WASHINGTON: The Pentagon has been ordered to slash its 2020 budget request by $33 billion, about five percent, the military’s No. 2 official said Friday. The surprise cut comes at a critical time for the department, which has enjoyed two years of budget growth under the Trump administration, and raises questions over key modernization programs.
“We are building two budgets concurrently,” Deputy Secretary of Defense Patrick Shanahan told the Military Reporters & Editors conference here Friday morning. The two budgets — a long-planned $733 billion topline and another for $700 billion — will provide Defense Secretary Jim Mattis options, Shanhan said, and then “we will go back to the president and give him a $700 billion budget.”
The order to cut came directly from Office of Management and Budget director Mick Mulvaney, Shanahan said. Mulvaney “called me on the phone and said here’s the number let’s get to work on it,” he said. Mulvaney is a longtime budget hawk who advocated for cuts to the defense budget while he was a member of Congress. He was a surprise choice to become the Trump administration’s OMB director, given candidate Trump’s calls for a larger defense budget and wide-ranging Pentagon modernization initiatives.
The confirmation of the president’s seemingly offhand remark earlier this month that the Pentagon’s budget would fall from $716 billion in 2019 to $700 billion (2.3 percent) will force the building to make hard choices as it scurries to modernize its force.
There was already widespread concern in defense circles that Congress would fail to reach a deal to push back the return of budget caps under the Budget Control Act, which is set to return in 2020 after a two-year hiatus. The legislation, if left in place, would shave $71 billion from the budget.
While much of the planning for the $733 billion budget is already done, “we are not going to reverse course on all that planning,” Shanahan said.
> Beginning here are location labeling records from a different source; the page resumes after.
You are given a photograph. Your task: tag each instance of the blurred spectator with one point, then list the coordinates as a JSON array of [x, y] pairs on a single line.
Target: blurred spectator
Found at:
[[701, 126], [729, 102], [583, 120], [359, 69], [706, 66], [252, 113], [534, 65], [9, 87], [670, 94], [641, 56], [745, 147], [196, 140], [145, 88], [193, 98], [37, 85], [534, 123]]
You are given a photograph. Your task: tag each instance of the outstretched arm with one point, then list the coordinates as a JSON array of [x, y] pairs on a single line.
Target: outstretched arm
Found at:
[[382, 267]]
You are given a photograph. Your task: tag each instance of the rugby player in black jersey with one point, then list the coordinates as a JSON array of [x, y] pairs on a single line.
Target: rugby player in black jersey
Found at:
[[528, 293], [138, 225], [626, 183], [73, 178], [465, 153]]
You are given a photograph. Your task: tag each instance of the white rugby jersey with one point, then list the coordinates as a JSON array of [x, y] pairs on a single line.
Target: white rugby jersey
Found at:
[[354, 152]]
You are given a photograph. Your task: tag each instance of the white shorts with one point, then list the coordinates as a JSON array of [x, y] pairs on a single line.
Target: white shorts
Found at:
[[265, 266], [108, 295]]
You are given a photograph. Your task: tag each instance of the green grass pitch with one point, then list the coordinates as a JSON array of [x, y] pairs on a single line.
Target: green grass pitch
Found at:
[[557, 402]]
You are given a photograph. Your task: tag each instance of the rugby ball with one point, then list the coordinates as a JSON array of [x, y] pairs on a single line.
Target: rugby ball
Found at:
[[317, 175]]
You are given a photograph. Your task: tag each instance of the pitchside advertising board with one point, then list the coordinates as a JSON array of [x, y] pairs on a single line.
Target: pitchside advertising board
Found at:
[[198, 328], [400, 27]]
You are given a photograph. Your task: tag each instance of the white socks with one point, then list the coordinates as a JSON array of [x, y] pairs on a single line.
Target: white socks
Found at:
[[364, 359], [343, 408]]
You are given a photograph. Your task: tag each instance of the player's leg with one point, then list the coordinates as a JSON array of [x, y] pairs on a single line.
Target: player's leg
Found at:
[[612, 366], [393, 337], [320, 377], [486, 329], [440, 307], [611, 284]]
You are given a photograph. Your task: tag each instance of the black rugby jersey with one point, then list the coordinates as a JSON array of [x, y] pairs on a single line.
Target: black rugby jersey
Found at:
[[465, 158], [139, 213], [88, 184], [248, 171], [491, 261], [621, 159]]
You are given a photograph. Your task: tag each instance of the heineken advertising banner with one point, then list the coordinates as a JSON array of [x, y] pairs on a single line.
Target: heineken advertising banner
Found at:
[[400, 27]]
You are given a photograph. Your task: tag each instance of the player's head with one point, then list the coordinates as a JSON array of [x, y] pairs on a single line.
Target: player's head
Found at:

Instead, budgeters are “going through and looking at what these projects would be and then it comes down to a judgement call” as to what to defer. or cut.
While the US defense budget continues to dwarf every other country’s military spending by orders of magnitude, the drop of $33 billion will likely take a bite out of some major modernization programs.
The Defense Department has said it needs a budget increase of two to five percent a year in order to sufficiently modernize.
While Shanahan declined to provide details about what programs might be at risk, the easiest place to take money in the short-term are the modernization programs that Mattis and his top aides have said are at the top of their to-do list in order to stay ahead of advancements made by China and Russia in recent years.
Shanahan said his priorities are the sustainment of the growing F-35 fleet, digital modernization initiatives, and the Army Futures Command.
The Navy, in particular, is looking to move out on host of expensive shipbuilding and modernization programs, including the Columbia-class submarine, Ford-class aircraft carriers, and a new class of frigates while buying more F-35s.
When it comes to the Navy’s goal of a 355 ship fleet, Shanahan said that “in the work we’re doing right now there’s a mix, what’s the right mix? In this budget, quantity is very important.” The Navy should begin looking for “less exquisite” technologies to put on its ships in order to grow the fleet more quickly, he said.
“In a situation like this, where you have to find $33 billion in a month, everybody get a haircut,” said Tom Spoehr, a retired general and director of Heritage Foundation’s Center for National Defense. Spoehr said he would expect modernization programs and planned increases to force size will be the low-hanging fruit, since they don’t affect programs already in the pipeline.
Republican defense hawks on Capitol Hill will have a particularly difficult line to walk until the midterms on Nov. 6, as they’ll be loathe to criticize the president and end up the subject of a presidential tantrum on Twitter.
But during the Obama years when sequestration was first enacted, cuts to the Pentagon budgets brought howls of protest from Republicans lawmakers, who slammed the White House for undercutting national security initiatives.
With the House in play, however, it is unlikely that Democrats — if they take power — would fight the White House too hard on lower defense budgets. That would leave Republicans to rail against a president from their party who is rolling back years of promises to grow defense budgets.